For plants, a quantitative assessment on the discovery of Amazonian trees during the last three centuries was compiled by Ter Steege et al. (2016), showing clear peaks in herbarium collections and new species descriptions. Although the data show a drop in the collection of unknown taxa after the 1980s (Ter Steege et al., 2016), there are still enormous discoveries to be made. For example, in a few years of increased collection efforts, the Guide of the Ducke Reserve (Brazil; Ribeiro, 1999), which covers one of the most thoroughly studied areas of Amazonian forest, increased the number of known vascular plants from 825 (Prance, 1990) to 2,079 (Hopkins, 2005).

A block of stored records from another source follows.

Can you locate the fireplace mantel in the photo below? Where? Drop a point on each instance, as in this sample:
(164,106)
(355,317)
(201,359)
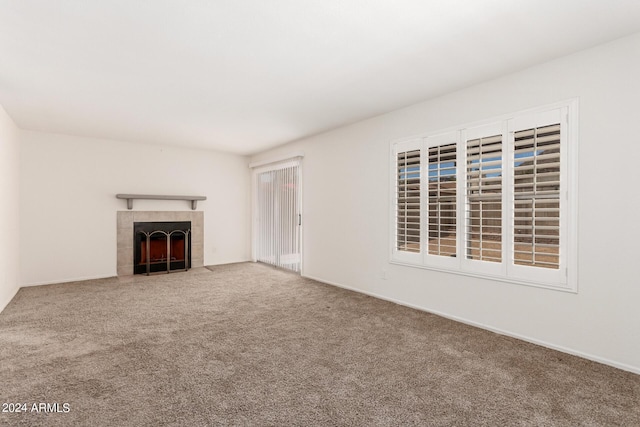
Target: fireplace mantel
(131,197)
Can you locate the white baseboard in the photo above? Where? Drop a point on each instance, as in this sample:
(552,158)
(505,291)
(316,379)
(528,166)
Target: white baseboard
(5,303)
(72,279)
(604,361)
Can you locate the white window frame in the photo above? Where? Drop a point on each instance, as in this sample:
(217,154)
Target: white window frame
(565,277)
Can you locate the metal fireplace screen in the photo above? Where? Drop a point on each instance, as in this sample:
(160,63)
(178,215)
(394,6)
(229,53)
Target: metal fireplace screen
(161,247)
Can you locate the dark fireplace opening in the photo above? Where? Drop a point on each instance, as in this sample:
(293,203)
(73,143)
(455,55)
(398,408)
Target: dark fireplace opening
(161,247)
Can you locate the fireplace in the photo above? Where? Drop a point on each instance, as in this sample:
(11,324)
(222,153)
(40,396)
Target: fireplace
(161,247)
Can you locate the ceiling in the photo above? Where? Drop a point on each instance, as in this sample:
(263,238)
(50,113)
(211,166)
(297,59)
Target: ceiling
(245,75)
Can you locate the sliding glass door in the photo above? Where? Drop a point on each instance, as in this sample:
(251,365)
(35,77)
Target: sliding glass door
(277,216)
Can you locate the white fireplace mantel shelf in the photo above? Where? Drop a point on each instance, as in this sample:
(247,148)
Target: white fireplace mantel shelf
(130,197)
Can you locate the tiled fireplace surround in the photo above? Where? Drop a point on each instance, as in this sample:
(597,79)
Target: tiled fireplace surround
(125,234)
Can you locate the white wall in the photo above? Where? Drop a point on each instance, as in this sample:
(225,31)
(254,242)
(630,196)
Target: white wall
(9,209)
(68,205)
(346,205)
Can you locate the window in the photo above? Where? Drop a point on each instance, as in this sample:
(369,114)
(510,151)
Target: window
(491,200)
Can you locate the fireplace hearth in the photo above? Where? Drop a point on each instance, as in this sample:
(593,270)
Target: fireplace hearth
(161,247)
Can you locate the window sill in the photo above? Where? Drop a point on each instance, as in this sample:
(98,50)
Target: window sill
(531,283)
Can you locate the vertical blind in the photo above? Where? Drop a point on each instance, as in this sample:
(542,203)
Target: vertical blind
(536,238)
(442,200)
(278,218)
(484,199)
(408,201)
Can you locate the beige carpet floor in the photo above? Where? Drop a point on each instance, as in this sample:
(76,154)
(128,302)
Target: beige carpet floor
(246,344)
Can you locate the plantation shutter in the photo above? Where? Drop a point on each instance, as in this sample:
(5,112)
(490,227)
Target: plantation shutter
(483,239)
(536,196)
(442,198)
(408,201)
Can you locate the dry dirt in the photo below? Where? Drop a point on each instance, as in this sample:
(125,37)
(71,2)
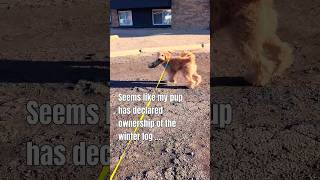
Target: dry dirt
(45,49)
(183,151)
(275,130)
(50,52)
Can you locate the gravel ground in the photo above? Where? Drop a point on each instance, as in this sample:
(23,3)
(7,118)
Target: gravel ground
(183,151)
(275,130)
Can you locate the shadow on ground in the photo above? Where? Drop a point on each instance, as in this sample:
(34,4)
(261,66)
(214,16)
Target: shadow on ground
(142,84)
(27,71)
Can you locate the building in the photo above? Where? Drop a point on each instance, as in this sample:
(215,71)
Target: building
(177,14)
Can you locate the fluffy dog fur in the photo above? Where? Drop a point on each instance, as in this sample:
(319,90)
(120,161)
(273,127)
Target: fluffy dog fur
(185,63)
(254,25)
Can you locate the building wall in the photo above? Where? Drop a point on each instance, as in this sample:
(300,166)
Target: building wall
(193,14)
(114,18)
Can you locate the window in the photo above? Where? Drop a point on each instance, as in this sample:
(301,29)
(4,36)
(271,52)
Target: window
(125,18)
(161,16)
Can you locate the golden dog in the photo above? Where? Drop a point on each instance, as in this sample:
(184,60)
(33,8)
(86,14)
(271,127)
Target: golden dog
(254,24)
(185,63)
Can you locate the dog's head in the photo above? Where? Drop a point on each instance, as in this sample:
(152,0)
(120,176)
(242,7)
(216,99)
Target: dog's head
(163,57)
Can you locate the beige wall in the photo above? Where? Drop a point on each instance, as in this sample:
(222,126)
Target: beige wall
(193,14)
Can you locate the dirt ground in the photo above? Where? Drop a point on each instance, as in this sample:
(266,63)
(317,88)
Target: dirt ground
(274,133)
(47,49)
(50,52)
(146,38)
(183,151)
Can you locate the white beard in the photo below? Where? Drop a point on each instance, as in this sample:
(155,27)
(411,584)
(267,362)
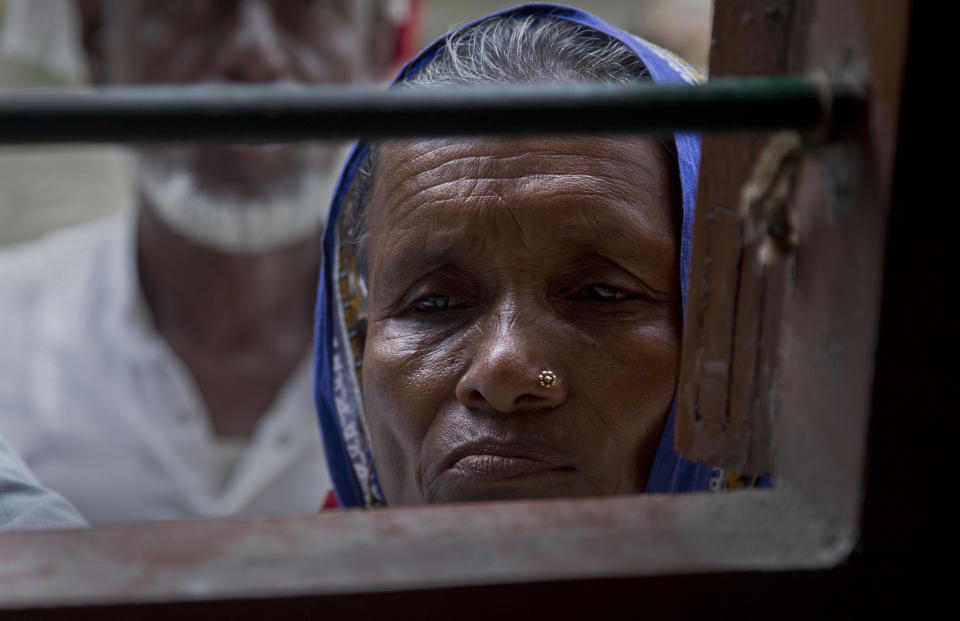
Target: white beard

One difficulty in assessing taxonomic diversity is that taxonomic units may vary according to the preference of the taxonomist revising a particular group (e.g., whether a “splitter” or a “lumper”), and by the data and methodologies underlying taxonomic revisions and species circumscriptions. This issue becomes obvious when taxonomic treatments of the same group are produced by different researchers independently. For example, the Neotropical palm genus Attalea included 29 species in one monograph (Henderson, Galeano & Bernal, 1995), and 65 species in another taxonomic treatment published just 4 years later (Glassman, 1999). Similarly, the Caribbean palm genus Coccothrinax included 14 species in one taxonomic treatment (Henderson, Galeano & Bernal, 1997) and 53 species in another (Dransfield et al., 2008). Personal preferences to “lumping” vs. “splitting” among taxonomists may have large consequences for biodiversity estimates and have been shown to strongly affect diversification rate estimates (Faurby, Eiserhardt & Svenning, 2016). Taxonomic practices should therefore be considered when comparing taxonomic biodiversity at any scale, and whenever adequate, researchers should take advantage of explicit and reproducible criteria for species delimitations.
Besides lumping vs. splitting, species lists may vary among authorities depending on the inclusion criteria, such as whether or not to include rare occurrences of a species common elsewhere, and how to classify the life forms of species (e.g., primarily herbaceous plants rarely recorded as trees). For large regions such as Amazonia, these are some of the reasons why the number and contents of species lists may differ substantially (Cardoso et al., 2017; H. Ter Steege et al., 2018, unpublished data).
Many Neotropical clades are known from just one or a few species that may represent relictual survivors of ancient and otherwise extinct groups (Table 2). This phenomenon is known from most organism groups, from Neotropical fishes (Albert et al., 2011) to plants (Wilson et al., 2012). To study how differences in diversity arise among taxa, some researchers have turned their attention to the study of early-branching, low-diversity clades. Examples of such clades include the leafy cacti (Pereskia and Leuenbergeria spp.; Cactaceae), the South American lungfish (Lepidosiren paradoxa; Lepidosirenidae), the hoatzin (Opisthocomus hoazin; Opisthocomidae), and the coral pipe snake (Anilius scytale; Aniliidae). In contrast, other species are members of species-rich Neotropical clades still in the full bloom of their diversification, like the lianas of tribe Bignonieae with more than 400 species (Lohmann & Taylor, 2014), palms with over 730 species (Dransfield et al., 2008), armoured catfishes (Loricariidae) with 680 species (Armbruster, Van Der Sleen & Lujan, 2018), and tanagers (Thraupidae) with 371 species (Burns, Unitt & Mason, 2016).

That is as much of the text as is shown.